Our latest discovery is a wonderful walkthrough for beginning and experienced Python developers who are interested in using Google’s Cloud Speech API  to transcribe an audio file. In fact, we like it so much, we’re going to try it out ourselves to help us transcribe the audio files that are the source of ProgrammableWeb’s podcasts (an experimental offering in 2017 that’s soon to resume now that 2018 is underway).  

As the author Alex Kras points out, one of the limitations of the Google's Cloud Speech API is that it will only work with audio segments that are 60 seconds or less in length.
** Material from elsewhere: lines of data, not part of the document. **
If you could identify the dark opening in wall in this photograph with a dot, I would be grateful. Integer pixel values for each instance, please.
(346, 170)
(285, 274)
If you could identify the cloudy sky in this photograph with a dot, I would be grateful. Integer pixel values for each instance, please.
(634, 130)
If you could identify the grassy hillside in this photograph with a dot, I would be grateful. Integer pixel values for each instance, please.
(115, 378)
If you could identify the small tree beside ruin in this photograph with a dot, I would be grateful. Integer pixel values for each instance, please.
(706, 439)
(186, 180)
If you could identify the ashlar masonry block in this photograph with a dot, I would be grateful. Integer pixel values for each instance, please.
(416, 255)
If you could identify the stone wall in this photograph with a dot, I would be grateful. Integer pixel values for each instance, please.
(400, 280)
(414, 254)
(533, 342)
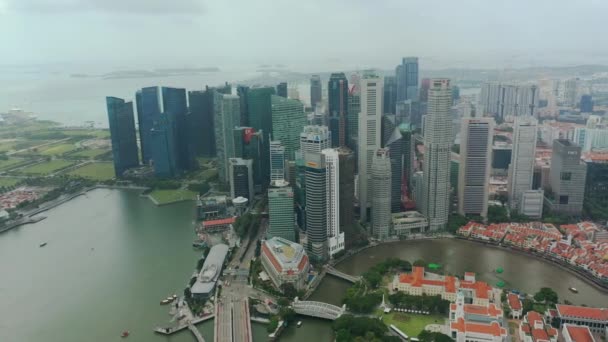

But Kras easily surmounts that challenge by taking a longer file and using ffmpeg to break it up into a string of smaller chunks that his Python script can cycle through, one at a time. When his script is done, the outcomes of each chunk’s processing are re-assembled into one master transcription.

His script relies on a third party Python Speech Recognition SDK which is a multiplexing SDK that can work with a variety of speech-to-text APIs out there (ie: those from Google, IBM, Microsoft Bing, etc.). The developer gets to pick which one as evidenced by line 19 in his Source Code (at the time we published this) which calls the Google API with the following:

text = r.recognize_google_cloud(audio, credentials_json=GOOGLE_CLOUD_SPEECH_CREDENTIALS)

To call Microsoft Bing's speech-to-text API, would be edited to say the following:

text = r.recognize_bing(audio, key=BING_KEY)

One could imagine using the SDK to run a bake-off between the supported APIs using the same audio files.

But wait, there’s more. As an extra little gift, Kras teach us how to speed-up the recognition process by relying on Python’s threading capabilities; a nice extra for those of you interested in threading your API consumption.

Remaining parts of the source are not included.